Ma attingere la Parola da Dio dopo lunga riflessione e preghiera significa anche qualificare il nostro dire. In questa via ogni nostra parola diventa saporita, sapiente, irripetibile. I santi (portatori dello Spirito) non ripetevano mai le stesse cose con le stesse parole, ma il Dio che vive in loro nel comunicare la stessa ed unica Verità, Cristo Salvatore, lo fa con parole nuove.

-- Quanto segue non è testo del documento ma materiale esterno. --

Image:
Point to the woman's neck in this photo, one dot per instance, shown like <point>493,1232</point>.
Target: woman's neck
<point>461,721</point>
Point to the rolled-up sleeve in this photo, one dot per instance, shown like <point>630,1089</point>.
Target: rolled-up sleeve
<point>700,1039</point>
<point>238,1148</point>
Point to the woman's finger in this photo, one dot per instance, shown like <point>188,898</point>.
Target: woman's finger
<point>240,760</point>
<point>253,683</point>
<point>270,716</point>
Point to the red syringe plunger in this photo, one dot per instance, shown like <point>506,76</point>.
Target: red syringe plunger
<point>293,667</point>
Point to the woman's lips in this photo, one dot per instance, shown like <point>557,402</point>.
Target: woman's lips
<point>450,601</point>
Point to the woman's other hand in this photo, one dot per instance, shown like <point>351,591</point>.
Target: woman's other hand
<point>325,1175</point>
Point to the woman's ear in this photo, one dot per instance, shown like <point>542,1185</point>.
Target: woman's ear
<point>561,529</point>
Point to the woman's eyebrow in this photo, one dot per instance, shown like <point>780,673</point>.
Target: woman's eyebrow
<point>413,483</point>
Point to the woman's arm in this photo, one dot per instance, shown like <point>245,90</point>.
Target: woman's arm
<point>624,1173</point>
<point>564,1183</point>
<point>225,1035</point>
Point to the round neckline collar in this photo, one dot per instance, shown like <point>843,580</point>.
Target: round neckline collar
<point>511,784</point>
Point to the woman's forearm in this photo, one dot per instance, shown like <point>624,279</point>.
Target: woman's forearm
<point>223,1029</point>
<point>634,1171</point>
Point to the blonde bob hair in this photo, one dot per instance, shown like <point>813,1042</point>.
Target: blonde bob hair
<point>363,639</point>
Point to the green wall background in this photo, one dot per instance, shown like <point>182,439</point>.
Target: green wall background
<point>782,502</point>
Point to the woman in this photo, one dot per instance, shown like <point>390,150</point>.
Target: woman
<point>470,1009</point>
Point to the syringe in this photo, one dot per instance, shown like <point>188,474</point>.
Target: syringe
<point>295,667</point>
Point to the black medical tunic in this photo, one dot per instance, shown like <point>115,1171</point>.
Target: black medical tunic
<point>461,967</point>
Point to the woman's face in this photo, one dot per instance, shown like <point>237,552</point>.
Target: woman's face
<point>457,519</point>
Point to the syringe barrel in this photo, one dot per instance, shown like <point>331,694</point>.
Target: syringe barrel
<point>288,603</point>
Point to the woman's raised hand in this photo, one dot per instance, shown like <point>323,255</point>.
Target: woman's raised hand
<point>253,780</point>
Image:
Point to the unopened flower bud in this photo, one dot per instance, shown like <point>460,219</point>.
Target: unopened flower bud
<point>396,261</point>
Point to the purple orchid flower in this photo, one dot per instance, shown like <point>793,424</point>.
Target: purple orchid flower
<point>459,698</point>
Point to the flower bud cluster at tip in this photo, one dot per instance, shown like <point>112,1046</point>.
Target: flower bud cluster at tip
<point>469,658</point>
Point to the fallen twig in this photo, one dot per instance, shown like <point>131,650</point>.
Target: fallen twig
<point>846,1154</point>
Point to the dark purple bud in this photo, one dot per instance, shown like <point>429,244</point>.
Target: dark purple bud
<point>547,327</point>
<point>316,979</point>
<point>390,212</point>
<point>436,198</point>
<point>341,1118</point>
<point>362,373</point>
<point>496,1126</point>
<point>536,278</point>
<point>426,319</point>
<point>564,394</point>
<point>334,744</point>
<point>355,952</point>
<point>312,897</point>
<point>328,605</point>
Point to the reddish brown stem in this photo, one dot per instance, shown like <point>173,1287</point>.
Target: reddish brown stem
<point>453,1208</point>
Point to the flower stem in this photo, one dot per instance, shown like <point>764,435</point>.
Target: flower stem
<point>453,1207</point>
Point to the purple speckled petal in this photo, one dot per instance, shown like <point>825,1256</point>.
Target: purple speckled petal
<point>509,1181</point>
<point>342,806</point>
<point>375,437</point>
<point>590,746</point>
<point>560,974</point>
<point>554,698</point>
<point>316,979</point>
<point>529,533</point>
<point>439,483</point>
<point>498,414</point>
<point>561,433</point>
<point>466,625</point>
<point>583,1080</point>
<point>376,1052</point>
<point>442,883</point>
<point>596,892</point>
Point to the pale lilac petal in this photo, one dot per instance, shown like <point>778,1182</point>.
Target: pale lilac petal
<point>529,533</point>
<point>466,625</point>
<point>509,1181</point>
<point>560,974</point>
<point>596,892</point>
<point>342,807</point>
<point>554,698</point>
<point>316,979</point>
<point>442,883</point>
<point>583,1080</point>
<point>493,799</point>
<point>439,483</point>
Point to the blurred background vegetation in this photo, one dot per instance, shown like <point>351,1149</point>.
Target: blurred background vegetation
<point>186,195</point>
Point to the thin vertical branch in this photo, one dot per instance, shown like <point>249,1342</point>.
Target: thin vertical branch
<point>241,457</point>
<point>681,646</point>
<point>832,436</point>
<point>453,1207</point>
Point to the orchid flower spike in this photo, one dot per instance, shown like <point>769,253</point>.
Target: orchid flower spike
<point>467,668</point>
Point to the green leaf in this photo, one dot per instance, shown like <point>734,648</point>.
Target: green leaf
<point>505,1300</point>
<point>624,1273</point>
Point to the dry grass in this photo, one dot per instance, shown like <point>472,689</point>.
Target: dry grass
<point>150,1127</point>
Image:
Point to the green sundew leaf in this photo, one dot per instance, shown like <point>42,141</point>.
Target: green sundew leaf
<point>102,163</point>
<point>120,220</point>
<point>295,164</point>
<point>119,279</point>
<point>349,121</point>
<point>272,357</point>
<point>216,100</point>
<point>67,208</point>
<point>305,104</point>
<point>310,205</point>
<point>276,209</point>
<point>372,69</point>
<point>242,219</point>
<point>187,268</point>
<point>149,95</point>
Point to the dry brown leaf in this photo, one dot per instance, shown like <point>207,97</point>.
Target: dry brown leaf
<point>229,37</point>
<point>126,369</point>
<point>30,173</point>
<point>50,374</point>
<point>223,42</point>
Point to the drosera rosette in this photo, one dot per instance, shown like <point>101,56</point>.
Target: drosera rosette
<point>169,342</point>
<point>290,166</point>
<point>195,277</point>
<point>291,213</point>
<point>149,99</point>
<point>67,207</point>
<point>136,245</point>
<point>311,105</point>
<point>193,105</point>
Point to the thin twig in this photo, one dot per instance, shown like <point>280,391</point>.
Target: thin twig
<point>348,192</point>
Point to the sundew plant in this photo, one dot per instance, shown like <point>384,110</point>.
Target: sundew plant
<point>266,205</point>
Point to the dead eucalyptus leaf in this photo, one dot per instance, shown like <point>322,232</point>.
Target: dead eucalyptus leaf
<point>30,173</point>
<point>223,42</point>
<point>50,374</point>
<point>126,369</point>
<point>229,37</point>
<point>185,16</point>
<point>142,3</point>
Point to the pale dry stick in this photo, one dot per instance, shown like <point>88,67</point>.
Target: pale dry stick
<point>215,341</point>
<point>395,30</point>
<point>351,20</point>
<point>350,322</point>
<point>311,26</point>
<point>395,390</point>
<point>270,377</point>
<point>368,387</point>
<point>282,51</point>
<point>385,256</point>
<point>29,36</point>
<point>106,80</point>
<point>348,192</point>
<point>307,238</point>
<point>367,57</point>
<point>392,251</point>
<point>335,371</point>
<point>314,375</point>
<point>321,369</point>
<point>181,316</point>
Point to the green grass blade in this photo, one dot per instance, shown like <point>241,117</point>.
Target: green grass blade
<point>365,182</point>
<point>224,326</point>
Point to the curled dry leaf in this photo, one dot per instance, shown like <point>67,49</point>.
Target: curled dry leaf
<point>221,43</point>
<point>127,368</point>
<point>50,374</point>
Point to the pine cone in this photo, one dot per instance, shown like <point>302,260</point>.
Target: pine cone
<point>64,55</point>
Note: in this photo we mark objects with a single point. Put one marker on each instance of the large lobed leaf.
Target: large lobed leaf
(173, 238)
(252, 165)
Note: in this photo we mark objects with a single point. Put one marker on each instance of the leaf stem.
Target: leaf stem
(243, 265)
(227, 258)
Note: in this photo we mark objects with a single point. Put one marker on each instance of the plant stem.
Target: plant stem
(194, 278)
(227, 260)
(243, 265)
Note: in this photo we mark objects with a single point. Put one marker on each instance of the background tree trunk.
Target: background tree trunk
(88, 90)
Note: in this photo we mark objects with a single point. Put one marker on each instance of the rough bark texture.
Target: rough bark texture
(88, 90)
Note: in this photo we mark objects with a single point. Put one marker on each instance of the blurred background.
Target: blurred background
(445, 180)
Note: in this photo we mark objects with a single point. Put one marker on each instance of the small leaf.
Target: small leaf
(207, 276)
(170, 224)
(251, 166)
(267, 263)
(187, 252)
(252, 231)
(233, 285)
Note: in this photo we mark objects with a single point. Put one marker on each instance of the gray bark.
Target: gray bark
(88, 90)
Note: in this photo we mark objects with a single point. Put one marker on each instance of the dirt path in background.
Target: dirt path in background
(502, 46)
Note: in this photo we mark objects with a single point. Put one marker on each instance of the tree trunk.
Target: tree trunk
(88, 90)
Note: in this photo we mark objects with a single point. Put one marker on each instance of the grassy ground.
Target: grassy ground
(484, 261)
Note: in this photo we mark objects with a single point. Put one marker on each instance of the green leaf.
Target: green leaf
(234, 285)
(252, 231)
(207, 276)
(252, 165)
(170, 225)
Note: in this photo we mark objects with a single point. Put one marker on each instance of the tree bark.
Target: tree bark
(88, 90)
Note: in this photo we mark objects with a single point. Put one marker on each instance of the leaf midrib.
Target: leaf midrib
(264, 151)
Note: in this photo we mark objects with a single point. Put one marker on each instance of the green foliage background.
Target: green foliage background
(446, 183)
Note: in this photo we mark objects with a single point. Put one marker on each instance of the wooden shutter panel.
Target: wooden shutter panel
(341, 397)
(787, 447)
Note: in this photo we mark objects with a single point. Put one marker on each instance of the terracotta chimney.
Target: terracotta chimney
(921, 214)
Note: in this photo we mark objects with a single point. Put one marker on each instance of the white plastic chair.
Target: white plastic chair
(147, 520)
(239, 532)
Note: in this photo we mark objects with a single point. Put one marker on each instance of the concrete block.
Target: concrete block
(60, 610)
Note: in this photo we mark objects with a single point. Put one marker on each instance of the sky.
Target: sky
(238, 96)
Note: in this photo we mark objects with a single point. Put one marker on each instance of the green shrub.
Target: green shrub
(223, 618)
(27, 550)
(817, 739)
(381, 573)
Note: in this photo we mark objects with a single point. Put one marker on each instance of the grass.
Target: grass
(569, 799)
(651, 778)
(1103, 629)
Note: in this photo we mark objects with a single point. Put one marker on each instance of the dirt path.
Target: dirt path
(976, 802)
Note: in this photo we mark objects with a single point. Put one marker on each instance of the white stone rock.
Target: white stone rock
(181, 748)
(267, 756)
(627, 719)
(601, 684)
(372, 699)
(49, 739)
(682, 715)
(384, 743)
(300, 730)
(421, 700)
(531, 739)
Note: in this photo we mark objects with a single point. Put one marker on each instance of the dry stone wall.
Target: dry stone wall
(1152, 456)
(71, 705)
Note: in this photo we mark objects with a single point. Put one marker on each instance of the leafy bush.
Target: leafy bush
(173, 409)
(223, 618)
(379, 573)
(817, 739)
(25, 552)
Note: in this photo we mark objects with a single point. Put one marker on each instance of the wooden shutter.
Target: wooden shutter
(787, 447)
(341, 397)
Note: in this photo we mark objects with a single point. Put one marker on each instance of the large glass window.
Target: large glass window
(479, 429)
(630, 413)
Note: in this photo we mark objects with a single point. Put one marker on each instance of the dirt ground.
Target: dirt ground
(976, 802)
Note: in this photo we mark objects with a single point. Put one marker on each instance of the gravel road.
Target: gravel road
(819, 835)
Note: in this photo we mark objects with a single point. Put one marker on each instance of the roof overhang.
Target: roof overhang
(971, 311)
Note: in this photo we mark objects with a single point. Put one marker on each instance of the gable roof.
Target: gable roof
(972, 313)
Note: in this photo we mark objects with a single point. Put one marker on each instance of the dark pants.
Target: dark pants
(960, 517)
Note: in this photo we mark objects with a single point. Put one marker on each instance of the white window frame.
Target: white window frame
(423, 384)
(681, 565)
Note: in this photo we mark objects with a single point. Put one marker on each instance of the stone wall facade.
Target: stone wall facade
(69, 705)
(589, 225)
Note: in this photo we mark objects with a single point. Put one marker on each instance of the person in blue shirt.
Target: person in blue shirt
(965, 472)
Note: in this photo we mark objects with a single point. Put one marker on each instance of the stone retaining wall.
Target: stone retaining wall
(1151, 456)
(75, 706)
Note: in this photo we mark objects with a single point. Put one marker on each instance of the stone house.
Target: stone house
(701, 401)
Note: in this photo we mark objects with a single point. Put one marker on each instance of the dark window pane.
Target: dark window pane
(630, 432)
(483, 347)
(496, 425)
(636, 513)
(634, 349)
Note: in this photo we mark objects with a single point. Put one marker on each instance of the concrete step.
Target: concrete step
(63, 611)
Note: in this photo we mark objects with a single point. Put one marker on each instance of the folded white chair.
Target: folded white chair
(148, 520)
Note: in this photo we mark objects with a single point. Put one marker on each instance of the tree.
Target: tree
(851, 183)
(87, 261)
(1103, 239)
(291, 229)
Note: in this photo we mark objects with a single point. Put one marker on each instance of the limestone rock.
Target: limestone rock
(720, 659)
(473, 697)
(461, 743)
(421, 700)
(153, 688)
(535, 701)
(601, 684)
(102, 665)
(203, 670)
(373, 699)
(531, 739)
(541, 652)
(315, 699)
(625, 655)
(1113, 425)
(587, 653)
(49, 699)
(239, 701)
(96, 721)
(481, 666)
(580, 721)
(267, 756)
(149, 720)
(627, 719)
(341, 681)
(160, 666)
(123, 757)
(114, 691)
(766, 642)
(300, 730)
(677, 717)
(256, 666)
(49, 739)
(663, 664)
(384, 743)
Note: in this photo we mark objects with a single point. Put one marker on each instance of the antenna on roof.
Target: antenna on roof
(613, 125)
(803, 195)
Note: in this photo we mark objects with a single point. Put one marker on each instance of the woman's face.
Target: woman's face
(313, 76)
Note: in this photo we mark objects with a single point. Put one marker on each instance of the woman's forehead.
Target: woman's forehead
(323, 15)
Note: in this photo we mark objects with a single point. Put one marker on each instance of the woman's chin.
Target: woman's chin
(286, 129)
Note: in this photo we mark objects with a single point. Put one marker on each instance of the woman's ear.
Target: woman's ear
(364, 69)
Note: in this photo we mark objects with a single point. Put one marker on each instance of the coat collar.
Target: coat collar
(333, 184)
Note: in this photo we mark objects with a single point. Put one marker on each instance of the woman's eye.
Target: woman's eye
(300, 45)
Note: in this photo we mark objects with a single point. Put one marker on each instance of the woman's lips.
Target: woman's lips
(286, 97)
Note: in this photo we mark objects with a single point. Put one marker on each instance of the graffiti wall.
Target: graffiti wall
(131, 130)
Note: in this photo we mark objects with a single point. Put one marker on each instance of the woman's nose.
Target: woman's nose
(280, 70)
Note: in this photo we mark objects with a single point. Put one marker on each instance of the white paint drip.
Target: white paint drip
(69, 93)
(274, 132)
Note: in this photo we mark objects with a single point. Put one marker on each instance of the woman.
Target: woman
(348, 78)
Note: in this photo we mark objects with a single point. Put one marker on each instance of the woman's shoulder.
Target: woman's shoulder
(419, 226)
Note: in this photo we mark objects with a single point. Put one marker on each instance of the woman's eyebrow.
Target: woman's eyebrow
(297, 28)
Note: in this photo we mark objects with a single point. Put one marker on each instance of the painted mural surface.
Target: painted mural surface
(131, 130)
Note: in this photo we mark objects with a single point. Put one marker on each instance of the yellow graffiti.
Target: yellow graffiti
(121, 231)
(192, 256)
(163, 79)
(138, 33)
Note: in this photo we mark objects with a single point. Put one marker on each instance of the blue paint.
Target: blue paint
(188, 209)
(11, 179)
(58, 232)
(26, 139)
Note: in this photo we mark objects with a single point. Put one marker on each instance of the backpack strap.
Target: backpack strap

Mentre la verità che si trova nella Parola è sempre “una” le parole che la esprimono sono “molte”. Cristo Gesù è lo stesso ieri oggi e sempre ma le nostre parole che ci ricordano lui non possono essere identiche oggi e sempre, devono piuttosto essere sempre fresche, attraenti, irripetibili. Sono queste le parole che nascono dall’amore e perciò sono avvolte dallo Spirito di novità.
Oggi manca questa qualità umana del Verbo di Dio, manca la nostra parte nel dono della parola. Senza riflessione personale, comunione col Verbo nello Spirito, tutto il nostro dire scade, perde vivacità, si staticizza e anzi col tempo diventa necrosi. Non basta che un prete dica ufficialmente nella sua predica cose su Dio, c’è invece necessità che anche nel mondo feriale tutti dicano parole nuove che però nascono dall’incontro purissimo col cielo. Questa parola il mondo attende.
l’irripetibilità è la caratteristica più genuina dell’incontro con Dio e delle parole che lo esprimono.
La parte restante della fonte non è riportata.